Today, you might be working for free
Will you be a victim of the leap year pay hiccup?
If you get paid monthly then today your hard work is on the house.
Because 2012 is a leap year, an extra day is added to the calendar and the gap between February's pay day and March's has an extra work day, while salary rates remain the same.
Christine Partridge, general manager of Smart Payroll, said it was a valid issue which she had never considered before.
"For somebody who has an agreement with their employer to be paid monthly ... every fourth year, on leap year, they are working an extra day for the same amount of money," Ms Partridge said. "It comes down to the agreement between the employer and the employee."
Only those with a set pay day each month would be out of pocket – salaried workers paid weekly or fortnightly would not be affected.
There were about 1.7 million fulltime employees in New Zealand to the December 2011 quarter but data on whether workers were paid monthly was not collected, Statistics New Zealand said.
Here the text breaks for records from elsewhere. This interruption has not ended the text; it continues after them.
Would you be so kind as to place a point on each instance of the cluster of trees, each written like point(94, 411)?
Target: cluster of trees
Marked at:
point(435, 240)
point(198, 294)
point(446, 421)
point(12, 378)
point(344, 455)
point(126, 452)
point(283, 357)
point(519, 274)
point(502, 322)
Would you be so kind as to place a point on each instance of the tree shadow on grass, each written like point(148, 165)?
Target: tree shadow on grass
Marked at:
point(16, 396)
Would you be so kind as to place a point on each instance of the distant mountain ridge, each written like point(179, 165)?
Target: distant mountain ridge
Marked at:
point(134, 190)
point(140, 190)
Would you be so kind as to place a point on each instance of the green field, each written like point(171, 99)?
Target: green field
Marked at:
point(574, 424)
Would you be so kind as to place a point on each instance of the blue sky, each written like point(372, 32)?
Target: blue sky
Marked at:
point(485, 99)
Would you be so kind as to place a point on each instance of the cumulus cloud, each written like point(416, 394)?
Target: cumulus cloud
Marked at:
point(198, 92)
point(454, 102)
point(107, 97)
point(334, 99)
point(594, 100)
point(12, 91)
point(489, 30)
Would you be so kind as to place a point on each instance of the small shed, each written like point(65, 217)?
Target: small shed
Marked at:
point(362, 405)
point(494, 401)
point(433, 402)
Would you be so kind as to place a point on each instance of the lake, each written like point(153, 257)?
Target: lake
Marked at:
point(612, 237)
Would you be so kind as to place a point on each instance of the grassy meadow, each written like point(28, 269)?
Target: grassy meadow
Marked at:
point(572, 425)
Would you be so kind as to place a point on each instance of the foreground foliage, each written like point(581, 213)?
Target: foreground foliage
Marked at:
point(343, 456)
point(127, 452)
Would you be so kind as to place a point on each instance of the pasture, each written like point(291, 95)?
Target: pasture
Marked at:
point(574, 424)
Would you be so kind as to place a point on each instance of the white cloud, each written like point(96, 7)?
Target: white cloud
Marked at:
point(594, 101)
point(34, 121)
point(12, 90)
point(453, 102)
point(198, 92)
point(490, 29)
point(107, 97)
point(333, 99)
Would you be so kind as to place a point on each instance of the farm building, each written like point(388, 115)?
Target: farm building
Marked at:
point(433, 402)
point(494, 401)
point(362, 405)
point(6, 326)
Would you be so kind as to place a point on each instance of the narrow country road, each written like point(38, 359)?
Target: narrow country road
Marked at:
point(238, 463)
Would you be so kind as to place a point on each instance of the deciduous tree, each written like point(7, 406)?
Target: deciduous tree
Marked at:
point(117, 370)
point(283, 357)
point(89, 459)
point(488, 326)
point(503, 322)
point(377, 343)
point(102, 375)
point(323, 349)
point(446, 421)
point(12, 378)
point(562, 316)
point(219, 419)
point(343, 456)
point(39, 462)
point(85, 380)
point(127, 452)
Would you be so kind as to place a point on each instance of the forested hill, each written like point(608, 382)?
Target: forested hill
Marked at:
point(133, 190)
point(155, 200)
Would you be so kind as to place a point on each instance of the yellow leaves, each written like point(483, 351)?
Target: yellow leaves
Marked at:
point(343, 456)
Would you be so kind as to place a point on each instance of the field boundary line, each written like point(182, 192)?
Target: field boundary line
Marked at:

Latest statistics showed the average weekly pay cheque for a fulltime worker was $1016.95, meaning a day's work could be valued at $203.39.
A Labour Department spokesperson said there were no specific provisions for the anomaly under the Employment Relations Act.
Salaried student exchange office worker Michael van Dyk, 24, said he was not too worried.
"I would have remained blissfully ignorant had you not told me ... but any extra money is welcome."
The leap day, part of the Gregorian calendar system created in 1582, involves inserting an extra day into February every four years to compensate for the difference between the calendar year and the time it takes for Earth to orbit the sun.